Yeah, this whole concept of hope is a really important one and, you know, as we've discussed and other people have pointed out that the idea of hope being unidimensional and just being about cure is really a very false belief because patients can still have many other things that they can hope for other than the cure of their illness.
Yeah. We worked a lot on this concept in our Italian workshops and I think that the impression that they--I had and they have is that doctors were kind of illuminated by this fact. And they didn't think about the fact that hope is multidimensional. And they ensure that they are still considering that hope is already, is something related to survival, to cure, to fight cancer et cetera.

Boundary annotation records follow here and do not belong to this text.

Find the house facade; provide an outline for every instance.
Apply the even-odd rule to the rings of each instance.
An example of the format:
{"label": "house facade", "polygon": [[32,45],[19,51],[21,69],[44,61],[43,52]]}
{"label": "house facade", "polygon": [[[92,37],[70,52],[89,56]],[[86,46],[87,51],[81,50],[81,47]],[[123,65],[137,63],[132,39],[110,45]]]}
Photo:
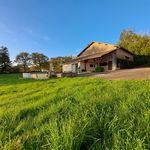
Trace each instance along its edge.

Now opening up their minds about the fact that there are many other hopes, very profound hopes, very deep hopes, ultimate hopes that are not just related to cure and survival, but also to what's your legacy. What's your hopes for the future for the person that you are leaving? That's really, really important and I've seen that doctors participate in our workshops, were really engaged by that. And that could be a very good example of how a training course like a communication skill course can modify the attitude and the behavior of doctors and bringing what they have learned in a very specific experiential laboratory like it is the workshop to the clinical care and their out-patient clinics, day hospital clinics. You would--patient's unit et cetera.
Well, thank you very much. We've been talking today with Dr. Luigi Grassi who is visiting from Italy to give a lecture next week on Detecting Distress in Newly Diagnosed Cancer Patients. And has brought lot of very interesting perspective from the standpoint of psycho-oncology and what's going on abroad with regard to the psychological care of cancer patients. Thank you very much, Luigi.
Thank you for inviting me. Thank you.